Значение соляной кислоты в формировании указанных заболеваний неодинаково. Так, если говорить о патогенезе изъязв­лений слизистой желудка и двенадцатиперстной кишки, то уже на протяжении ста с лишним лет сохраняется и находит все больше подтверждений точка зрения, согласно которой формирование язвы происходит в результате изменений, возникающих в соотношении факторов «агрессии» и «защиты». При этом всегда имеет место преобладание «агрессии» над «защитой». К факторам «агрессии» относят повышение кислотности и пептической активности желудочного сока в условиях нарушения моторики желудка и двенадцатиперстной кишки. Если говорить о месте Helicobacter (H.) pylori в повреждении слизистой, то инфекция иниции­рует каскад реакций, которые могут активно провоцировать язвообразование.

В патогенезе ГЭРБ оказывает эффект (раздражающий — для негативной формы болезни или повреждающий — для эрозивной формы) забрасываемый из желудка секрет, который задерживается в терминальной части пищевода.

В патогенезе панкреатита соляная кислота оказывает стимулирующее воздействие на выработку панкреатического секрета, что способствует повышению гидростатического внутрипротокового давления, повреждению эпителия и активации панкреатических ферментов в самой железе, тем самым не только провоцируя, но и «поддерживая» ее повреждение.
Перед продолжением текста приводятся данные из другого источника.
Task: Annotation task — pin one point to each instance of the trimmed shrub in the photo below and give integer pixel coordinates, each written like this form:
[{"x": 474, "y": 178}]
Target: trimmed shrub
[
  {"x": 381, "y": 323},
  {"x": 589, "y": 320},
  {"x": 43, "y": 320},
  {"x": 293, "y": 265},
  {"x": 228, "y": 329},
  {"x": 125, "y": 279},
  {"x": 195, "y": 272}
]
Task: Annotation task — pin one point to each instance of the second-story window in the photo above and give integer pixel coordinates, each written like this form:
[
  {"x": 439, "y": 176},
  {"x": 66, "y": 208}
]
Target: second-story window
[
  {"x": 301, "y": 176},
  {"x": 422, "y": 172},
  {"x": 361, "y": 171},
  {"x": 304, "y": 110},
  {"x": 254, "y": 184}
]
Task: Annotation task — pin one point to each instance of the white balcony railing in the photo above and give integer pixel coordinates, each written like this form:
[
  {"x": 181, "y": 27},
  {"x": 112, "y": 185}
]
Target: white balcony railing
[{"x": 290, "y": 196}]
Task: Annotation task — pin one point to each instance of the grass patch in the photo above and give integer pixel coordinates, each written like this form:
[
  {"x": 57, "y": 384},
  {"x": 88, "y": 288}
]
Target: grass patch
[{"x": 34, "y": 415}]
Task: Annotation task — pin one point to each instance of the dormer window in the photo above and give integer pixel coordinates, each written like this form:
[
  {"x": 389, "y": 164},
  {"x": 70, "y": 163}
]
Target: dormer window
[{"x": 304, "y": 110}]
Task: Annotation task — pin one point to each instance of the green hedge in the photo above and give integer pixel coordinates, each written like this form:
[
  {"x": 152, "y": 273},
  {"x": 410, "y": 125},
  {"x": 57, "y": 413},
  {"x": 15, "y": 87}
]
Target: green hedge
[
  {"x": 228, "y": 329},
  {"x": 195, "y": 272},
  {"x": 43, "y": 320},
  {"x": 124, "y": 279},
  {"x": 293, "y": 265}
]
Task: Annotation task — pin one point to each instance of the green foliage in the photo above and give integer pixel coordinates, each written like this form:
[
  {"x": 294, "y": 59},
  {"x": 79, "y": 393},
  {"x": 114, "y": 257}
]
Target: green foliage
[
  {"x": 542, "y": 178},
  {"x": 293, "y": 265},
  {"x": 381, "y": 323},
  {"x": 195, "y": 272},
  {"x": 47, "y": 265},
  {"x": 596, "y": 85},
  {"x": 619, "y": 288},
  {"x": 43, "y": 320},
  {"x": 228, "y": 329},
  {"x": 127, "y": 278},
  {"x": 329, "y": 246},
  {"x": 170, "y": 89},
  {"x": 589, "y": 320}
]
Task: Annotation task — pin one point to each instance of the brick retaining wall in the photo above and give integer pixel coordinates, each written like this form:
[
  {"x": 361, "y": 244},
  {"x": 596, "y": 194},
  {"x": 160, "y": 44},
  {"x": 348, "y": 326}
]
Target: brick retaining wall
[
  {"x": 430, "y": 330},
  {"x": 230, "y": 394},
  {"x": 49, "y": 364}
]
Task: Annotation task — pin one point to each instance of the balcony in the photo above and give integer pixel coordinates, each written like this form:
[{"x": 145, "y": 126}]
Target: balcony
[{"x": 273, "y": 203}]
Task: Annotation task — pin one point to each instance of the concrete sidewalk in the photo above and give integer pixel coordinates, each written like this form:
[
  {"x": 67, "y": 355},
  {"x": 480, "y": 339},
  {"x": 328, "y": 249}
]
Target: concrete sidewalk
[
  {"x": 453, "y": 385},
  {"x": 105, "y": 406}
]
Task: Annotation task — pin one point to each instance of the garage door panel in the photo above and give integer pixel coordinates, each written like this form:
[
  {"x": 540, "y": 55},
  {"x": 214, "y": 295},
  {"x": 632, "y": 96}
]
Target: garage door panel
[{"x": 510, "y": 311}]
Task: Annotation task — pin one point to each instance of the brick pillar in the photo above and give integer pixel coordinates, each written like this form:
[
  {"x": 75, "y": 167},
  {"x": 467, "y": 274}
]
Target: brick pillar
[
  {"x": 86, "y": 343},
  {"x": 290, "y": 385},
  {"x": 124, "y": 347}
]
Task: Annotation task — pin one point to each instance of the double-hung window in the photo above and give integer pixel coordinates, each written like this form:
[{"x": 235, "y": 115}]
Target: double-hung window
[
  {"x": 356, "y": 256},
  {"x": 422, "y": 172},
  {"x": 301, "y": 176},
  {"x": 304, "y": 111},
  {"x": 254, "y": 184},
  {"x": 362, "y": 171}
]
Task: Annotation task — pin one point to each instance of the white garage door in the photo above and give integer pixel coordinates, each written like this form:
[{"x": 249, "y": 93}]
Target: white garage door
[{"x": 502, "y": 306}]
В развитии кишечных функциональных расстройств (как самостоятельных, так и входящих в «программу» кишечных заболеваний) соляная кислота раздражает рецепторы выходного отдела желудка и двенадцатиперстной кишки, опосредованно активизирует желудочно-кишечный (прямокишечный) рефлекс, способствуя гипермоторным расстройствам.

Таким образом, уже этот краткий перечень повреждающих эффектов соляной кислоты показывает, насколько важно воздействие на ее синтез или содержание в желудочном соке, когда речь идет о лечении заболеваний, где она выступает в качестве агента повреждения. Исходя из этого, лечение кислотозависимых заболеваний базируется на подавлении желудочно-кишечной продукции. Это основное положение для всех кислотозависимых заболеваний. От того, насколько эффективен выбранный препарат, блокирующий желудочную секрецию, зависят сроки и стойкость купирования симптомов болезни, скорость заживления эрозивно-язвенных дефектов.
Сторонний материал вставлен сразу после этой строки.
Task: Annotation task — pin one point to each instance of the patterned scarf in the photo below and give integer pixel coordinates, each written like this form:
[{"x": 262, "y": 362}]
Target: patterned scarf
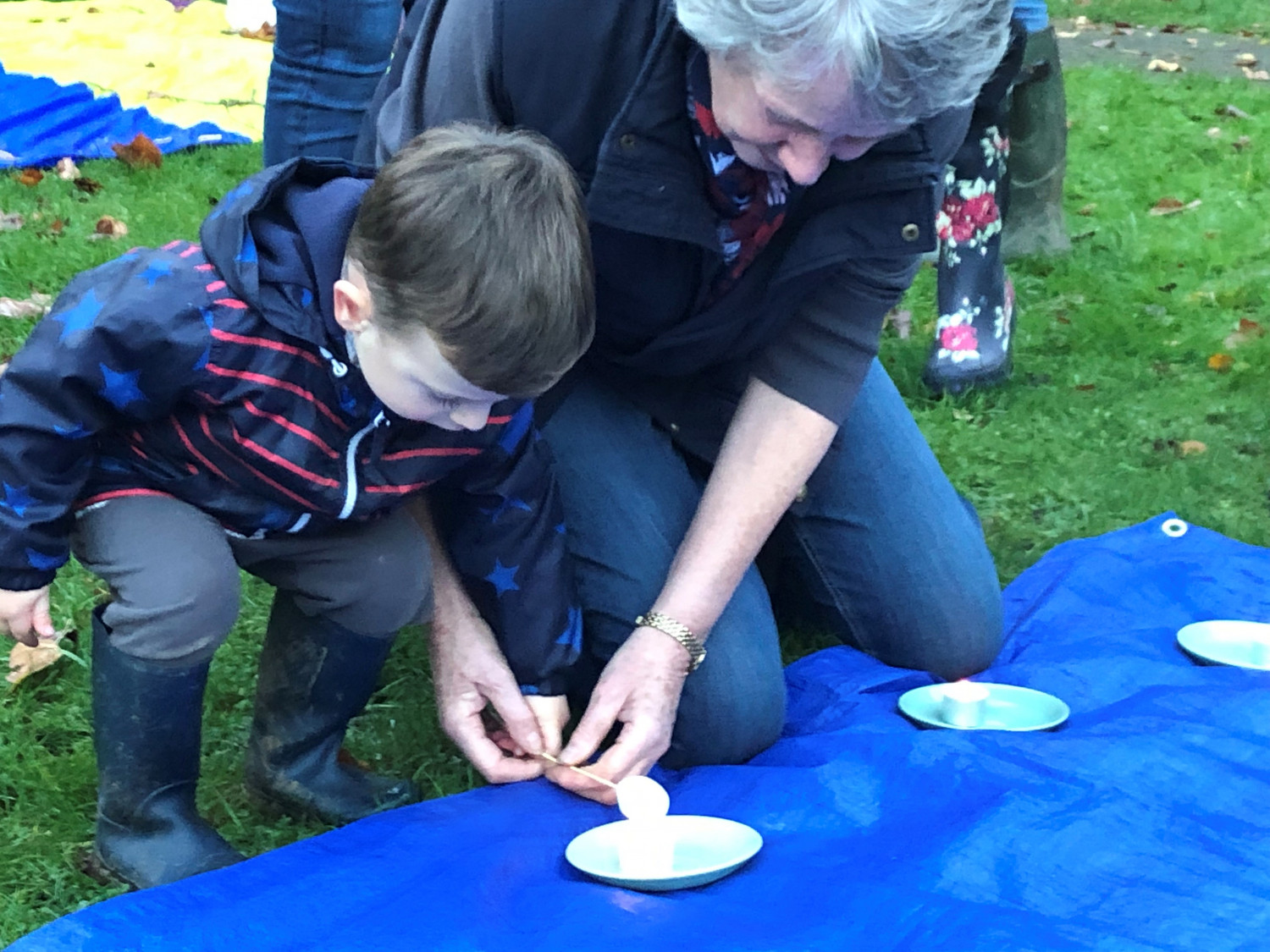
[{"x": 751, "y": 203}]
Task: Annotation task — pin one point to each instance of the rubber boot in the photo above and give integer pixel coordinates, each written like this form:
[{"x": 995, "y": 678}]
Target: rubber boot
[
  {"x": 975, "y": 299},
  {"x": 315, "y": 675},
  {"x": 1038, "y": 152},
  {"x": 147, "y": 724}
]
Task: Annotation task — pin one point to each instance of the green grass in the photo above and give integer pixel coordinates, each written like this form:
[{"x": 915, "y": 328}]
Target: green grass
[
  {"x": 1043, "y": 459},
  {"x": 1222, "y": 15}
]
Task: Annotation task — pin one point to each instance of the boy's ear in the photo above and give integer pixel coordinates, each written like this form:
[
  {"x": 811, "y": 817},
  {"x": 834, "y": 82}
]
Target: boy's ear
[{"x": 352, "y": 306}]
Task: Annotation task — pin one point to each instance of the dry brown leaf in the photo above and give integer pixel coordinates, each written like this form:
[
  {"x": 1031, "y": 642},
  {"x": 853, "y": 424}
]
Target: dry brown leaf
[
  {"x": 109, "y": 228},
  {"x": 140, "y": 152},
  {"x": 902, "y": 322},
  {"x": 25, "y": 660},
  {"x": 266, "y": 33},
  {"x": 1171, "y": 206},
  {"x": 1244, "y": 333},
  {"x": 33, "y": 306}
]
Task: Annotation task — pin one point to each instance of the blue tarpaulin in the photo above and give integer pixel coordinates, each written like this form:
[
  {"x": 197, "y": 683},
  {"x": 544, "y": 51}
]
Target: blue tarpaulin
[
  {"x": 41, "y": 121},
  {"x": 1140, "y": 824}
]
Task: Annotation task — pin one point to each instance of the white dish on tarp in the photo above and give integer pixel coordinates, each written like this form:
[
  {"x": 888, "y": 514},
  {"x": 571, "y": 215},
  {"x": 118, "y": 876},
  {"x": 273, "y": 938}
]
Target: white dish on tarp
[
  {"x": 1234, "y": 642},
  {"x": 1006, "y": 708},
  {"x": 706, "y": 848}
]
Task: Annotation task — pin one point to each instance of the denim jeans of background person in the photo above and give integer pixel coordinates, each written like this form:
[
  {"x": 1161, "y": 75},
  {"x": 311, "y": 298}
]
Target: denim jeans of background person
[
  {"x": 748, "y": 240},
  {"x": 1003, "y": 197},
  {"x": 328, "y": 58}
]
К современным блокаторам желудочной секреции относят блокаторы Н2‑рецепторов гистамина и ИПП париетальных клеток. Причем ИПП — в силу более выраженного антисекреторного эффекта — значительно потеснили антагонисты гистаминовых рецепторов. Действительно, омепразол — наиболее широко известный и изученный препарат из группы ИПП — в настоящее время можно считать стандартом в лечении язвенной болезни. Он прошел многочисленные клинические испытания, отвечающие критериям доказательной медицины (при язвенной болезни и других кислотозависимых заболеваниях). Эффективность омепразола определяется как эталон антисекреторного ответа: существенно влияет на скорость купирования симптомов и рубцевания язвы, а также обеспечивает максимальную безопасность лечения.

Выбор других лечебных подходов, определяющих эффективность терапии, зависит от патологии. Так, для язвенной болезни — это проведение эрадикационной терапии инфекции H. pylori и достаточная продолжительность лечения, которая обеспечивает качество заживления и полноту репаративной регенерации. От этого, в свою очередь, зависят продолжительность и стойкость ремиссии, а также продолжительность лечения. Для ГЭРБ — это терапия, направленная на изменение тонуса пищеводно-желудочного сфинктера и опорожнение желудка. При панкреатите вопрос о комплексной терапии решается только в случае недостаточной эффективности блокаторов желудочной секреции, и тогда в качестве терапии выбора могут назначаться ферментные препараты или блокаторы секреции поджелудочной железы (препараты соматостатина). Для кишечных расстройств при наличии четкой связи с продукцией соляной кислоты (язвенная болезнь, синдром Золлингера–Эллисона) — лечение ИПП проводится до установления локализации гастриномы и при возможности хирургического удаления опухоли; при язвенной болезни — по обычным принципам.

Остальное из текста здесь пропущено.